Here, the brother and the Elphinstone ladies are caught up in the "exodus" from London. The chapter title, "Exodus," might be a little ironic. After all, in the Biblical book of Exodus, the exodus from Egypt is like a Biblical version of a team-building exercise. All the tribes come together to get out of there. But here, the exodus from London is like a negative version of that. Instead of building the team out of individuals, these people are disappearing in the crush. (And for some, that's literal, as they get trampled.) What sense of community can be built in such a situation?

Quote #6

But once in the stream he seemed to lose volition, to become a part of that dusty rout. (1.16.80)

When the brother is (temporarily) swallowed up by the crowd, we probably feel even more the danger of this sort of crowd. That is, we've followed the narrator's brother now for two chapters, and gosh darn it, we like him. He's vaguely heroic and pretty clever. And what happens to him? The same thing that happens to everyone else: he loses some of his individuality in the crowd.

Quote #7

…many who swam out to these vessels were thrust off with boathooks and drowned. (1.17.4)

Once again, we see the ideals of the community destroyed by the coming of the Martians. That is, when someone is drowning, people with boats are supposed to help them. Whereas here, it's the people in the boats who are somewhat responsible for the drowning.

Quote #8

It sounds paradoxical, but I am inclined to think that the weakness and insanity of the curate warned me, braced me, and kept me a sane man. (2.4.4)

So far in these quotes we've gotten a lot of examples of community-breakdown. With the narrator and the curate, though, we have an example of a temporary community during the Martian invasion. Generally speaking, it's not a pretty picture. Instead of, say, one member giving the other member strawberries (see above), we get a lot of fighting and withholding of food. But there is one bright point to this community: according to the narrator, he has to be even better (saner) because the curate is so far gone. That's kind of a weird positive, but we'll take what we can get.

Quote #9

But while that voice sounded the solitude, the desolation, had been endurable; by virtue of it London had still seemed alive, and the sense of life about me had upheld me. (2.8.17)

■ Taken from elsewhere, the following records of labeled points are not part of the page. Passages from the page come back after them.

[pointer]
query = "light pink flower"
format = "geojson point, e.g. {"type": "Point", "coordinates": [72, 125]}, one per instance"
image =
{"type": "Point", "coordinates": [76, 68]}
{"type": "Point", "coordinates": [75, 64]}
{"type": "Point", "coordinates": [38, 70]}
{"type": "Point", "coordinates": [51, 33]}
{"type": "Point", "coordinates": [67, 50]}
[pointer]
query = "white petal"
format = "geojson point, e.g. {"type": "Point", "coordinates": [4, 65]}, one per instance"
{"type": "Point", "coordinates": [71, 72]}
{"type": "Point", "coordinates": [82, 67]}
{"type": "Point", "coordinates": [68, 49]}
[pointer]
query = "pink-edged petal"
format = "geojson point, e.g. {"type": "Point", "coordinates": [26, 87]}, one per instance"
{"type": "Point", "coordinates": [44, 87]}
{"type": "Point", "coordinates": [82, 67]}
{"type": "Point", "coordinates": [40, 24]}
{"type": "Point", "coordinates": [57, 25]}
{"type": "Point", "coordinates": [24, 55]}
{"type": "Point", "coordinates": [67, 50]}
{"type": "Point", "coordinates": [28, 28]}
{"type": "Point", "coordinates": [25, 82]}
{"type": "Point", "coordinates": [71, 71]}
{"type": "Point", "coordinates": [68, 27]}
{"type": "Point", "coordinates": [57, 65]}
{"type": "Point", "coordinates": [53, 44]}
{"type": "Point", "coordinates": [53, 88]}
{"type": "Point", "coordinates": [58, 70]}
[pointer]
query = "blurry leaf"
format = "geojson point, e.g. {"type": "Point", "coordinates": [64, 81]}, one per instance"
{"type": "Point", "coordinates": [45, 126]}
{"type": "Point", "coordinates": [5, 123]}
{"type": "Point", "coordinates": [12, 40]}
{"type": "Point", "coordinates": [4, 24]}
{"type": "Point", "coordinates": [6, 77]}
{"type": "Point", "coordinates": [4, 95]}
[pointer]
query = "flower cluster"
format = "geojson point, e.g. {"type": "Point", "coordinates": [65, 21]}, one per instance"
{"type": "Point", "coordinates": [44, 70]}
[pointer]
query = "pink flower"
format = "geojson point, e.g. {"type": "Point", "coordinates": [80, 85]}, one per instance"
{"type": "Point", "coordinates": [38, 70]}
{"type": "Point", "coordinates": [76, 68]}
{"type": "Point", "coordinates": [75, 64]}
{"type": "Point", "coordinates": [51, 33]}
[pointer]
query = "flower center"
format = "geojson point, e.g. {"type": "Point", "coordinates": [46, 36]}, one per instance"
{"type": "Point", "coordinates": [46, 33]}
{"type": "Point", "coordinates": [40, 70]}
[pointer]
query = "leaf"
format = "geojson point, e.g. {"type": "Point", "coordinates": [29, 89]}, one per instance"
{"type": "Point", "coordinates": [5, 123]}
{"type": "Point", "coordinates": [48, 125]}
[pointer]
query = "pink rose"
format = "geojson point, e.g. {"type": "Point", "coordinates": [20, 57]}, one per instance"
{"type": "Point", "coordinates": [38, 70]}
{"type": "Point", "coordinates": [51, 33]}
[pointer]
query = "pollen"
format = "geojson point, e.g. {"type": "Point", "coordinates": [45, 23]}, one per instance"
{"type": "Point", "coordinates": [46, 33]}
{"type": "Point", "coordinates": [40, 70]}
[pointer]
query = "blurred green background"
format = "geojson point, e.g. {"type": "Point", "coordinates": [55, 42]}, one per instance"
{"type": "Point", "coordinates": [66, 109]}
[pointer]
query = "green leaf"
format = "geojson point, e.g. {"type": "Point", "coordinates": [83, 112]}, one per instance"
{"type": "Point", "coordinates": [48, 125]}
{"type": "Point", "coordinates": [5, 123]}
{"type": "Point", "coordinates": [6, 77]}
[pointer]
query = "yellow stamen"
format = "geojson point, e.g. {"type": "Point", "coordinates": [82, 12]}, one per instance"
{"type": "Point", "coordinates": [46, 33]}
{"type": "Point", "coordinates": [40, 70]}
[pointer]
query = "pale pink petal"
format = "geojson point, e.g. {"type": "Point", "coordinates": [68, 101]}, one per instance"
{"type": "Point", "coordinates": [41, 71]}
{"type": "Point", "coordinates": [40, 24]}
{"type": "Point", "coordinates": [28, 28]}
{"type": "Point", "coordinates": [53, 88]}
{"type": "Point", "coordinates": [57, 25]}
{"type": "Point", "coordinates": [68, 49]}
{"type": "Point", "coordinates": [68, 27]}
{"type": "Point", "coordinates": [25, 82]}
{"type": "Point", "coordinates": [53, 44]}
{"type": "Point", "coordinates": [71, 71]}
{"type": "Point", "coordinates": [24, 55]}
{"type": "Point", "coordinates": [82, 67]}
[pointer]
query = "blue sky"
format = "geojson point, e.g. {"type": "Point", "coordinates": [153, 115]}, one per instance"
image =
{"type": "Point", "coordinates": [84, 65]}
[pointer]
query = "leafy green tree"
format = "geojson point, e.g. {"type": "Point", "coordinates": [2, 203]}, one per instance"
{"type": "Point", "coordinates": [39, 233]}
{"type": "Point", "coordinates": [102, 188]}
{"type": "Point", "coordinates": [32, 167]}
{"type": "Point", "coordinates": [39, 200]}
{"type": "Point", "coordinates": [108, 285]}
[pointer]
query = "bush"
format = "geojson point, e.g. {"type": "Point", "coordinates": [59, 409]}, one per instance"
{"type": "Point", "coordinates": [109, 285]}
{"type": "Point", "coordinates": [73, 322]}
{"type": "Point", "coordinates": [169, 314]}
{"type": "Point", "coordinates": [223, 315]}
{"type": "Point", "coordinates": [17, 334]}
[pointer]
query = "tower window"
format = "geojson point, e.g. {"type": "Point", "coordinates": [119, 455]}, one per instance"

What about inter-species – or inter-world – communities? Here, at the end of the novel, we briefly glimpse a human-Martian community. Is this a real community?

Quote #10

[…] and it has done much to promote the conception of the commonweal of mankind. (2.10.8)

This is an idea that is repeated a lot in science fiction: if aliens attacked, all of Earth would be united. Putting aside whether that's actually what would happen, we can see how sharing some life-altering experience might help form a sense of community. But is that what the rest of the book has shown us? When England was attacked, the English didn't get a new conception of their commonweal, did they? They beat and stabbed each other in order to get away from the Martians. So why does the book end with this hope for a sense of community if the rest of the book hasn't given us much reason to be optimistic?